10 May 2026
The Strangest Exoplanets Discovered by Hubble - 6,000 Alien Worlds and Counting
In 1990, the were zero known exoplanets. Now, 36 years after the space telescope was launched, we know of 6,000 – and counting. It has moved beyond simply discovering exoplanets to studying atmospheres, detecting water vapor, sodium, helium, and carbon compounds. In other words, it’s helping us to detect whether or not there’s life (or the truth) out there and this video gives us a glimpse of some of the stranger planets the space telescope has discovered.

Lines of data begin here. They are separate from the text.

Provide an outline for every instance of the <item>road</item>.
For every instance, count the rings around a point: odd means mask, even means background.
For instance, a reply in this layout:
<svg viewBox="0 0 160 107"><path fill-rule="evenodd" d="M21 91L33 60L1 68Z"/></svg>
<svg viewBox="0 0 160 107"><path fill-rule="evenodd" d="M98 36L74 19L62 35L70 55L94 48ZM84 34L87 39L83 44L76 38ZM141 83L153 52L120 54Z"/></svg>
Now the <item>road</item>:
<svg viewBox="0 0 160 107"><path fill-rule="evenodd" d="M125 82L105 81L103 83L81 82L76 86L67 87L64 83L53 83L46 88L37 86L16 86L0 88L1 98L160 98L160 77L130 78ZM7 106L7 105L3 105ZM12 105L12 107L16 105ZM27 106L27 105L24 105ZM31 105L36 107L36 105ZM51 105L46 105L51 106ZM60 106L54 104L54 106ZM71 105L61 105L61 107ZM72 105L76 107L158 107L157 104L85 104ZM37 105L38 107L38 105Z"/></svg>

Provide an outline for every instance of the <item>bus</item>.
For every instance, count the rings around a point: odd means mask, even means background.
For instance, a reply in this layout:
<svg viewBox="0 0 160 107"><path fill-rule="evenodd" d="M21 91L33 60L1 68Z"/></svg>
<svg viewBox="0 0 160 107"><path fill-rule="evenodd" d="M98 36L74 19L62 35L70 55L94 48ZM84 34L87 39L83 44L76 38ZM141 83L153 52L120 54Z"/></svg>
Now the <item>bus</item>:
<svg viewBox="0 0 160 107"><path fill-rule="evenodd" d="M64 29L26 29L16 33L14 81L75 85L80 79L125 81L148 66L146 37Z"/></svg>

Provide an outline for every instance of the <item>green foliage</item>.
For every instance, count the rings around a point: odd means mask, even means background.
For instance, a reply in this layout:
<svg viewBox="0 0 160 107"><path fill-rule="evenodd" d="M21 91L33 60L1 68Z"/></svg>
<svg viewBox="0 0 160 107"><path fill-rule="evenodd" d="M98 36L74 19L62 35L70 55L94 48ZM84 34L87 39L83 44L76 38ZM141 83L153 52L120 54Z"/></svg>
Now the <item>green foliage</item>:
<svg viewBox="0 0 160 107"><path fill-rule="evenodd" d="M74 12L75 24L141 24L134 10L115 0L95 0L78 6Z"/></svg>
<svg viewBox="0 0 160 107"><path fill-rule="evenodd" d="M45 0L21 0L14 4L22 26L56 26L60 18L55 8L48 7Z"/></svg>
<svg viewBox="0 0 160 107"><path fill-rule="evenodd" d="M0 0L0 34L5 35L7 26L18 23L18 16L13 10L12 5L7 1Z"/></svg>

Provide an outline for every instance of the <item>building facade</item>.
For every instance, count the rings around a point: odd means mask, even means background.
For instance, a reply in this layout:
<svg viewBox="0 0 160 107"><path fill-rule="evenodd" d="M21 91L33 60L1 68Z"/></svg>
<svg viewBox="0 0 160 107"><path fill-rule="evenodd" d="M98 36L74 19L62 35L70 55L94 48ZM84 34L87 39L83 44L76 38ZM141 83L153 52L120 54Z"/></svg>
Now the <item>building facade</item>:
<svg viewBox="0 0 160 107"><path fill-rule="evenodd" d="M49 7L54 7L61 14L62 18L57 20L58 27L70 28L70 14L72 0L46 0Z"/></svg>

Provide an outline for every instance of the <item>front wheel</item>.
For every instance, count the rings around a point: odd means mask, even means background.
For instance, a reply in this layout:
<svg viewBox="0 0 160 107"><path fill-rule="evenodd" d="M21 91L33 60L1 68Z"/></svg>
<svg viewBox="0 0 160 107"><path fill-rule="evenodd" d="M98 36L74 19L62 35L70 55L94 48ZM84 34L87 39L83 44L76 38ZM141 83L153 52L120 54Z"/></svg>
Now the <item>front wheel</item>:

Take for example a "football-shaped" planet called
WASP-121b, deformed by intense tidal forces and losing heavy metals like
magnesium and iron into space. Then
there is GJ3470b, an evaporating "Neptunized" planet that has lost
approximately 35% of its atmosphere.
This is probably not the right thing to spring to mind, but I would love
to have less catalogued names for these planets. Couldn’t The International Astronomical Union
(IAU), which sometimes approves public names through international campaigns, organise
a cosmic lottery, whereby winners could give these planets a name? True, we would probably end up with Planet
McPlanetface, but I would love to name one Kuriositas, that’s for certain sure!
NASA's Goddard Space Flight Center’s new video is a
fascinating watch about these fascinating worlds with strange names.